Based on the findings of the present study, patients with positive Atropine challenge test had a significantly lower level of serum cholinesterase and response to Atropine in their therapeutic management. Hence, Atropine challenge test could be considered as a useful clinical test in the setting of acute OPs poising.

Patients with acute OPs poising must undergo prompt evaluation and management (13). Clinical researches in Asia have shown how Atropine can prevent deaths in OPs patients (14). However, the practitioners are still unsure regarding which cases are most likely to benefit from the use of Atropine (15). Since management of these patients should be done promptly, decision making regarding Atropine usage is an important issue.

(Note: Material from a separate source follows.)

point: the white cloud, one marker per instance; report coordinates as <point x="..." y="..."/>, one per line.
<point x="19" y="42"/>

The results of the current study showed that Atropine challenge test is a good predictor for necessity of Atropine usage. If the patient referred to emergency department with atypical presentation of OPs poising, the Atropine challenge test can be performed. This way, the initial management strategy can be determined. This test was first introduced in case reports and based on our knowledge there is not any systematic study in this regard. In one study, which was done by Cappato et al., the clinical applicability of Atropine challenge test was evaluated in discriminating organic from autonomic involvement of sinus automaticity (16). They found that atropine test is not very helpful in discriminating between an organic and an autonomic involvement of sinus automaticity in patients with sinus bradycardia. Another point about Atropine challenge test was discussed by Erdman et al. They previously noted that Atropine challenge test has never been empirically tested and may not be very sensitive or specific (17).

It seems that patients with positive Atropine challenge test required Atropine in their therapeutic management and those with negative Atropine challenge test may not require Atropine. Hence, Atropine challenge test may be considered as Atropine requirement indicator, and it is recommended to evaluate every patient with atypical presentations of OPs poisoning with Atropine challenge test.

Limitations

The main limitation of current research was its small sample size, however this was due to low incidence of OPs poisoning with atypical presentations. The advantage of current research was its novelty, which introduced Atropine challenge test as a crucial diagnostic test.

Conclusion:

Patients with positive Atropine challenge test had a significantly lower level of serum cholinesterase and response to Atropine in their therapeutic management. Hence, Atropine challenge test could be considered as a useful clinical test in the setting of acute OPs poising.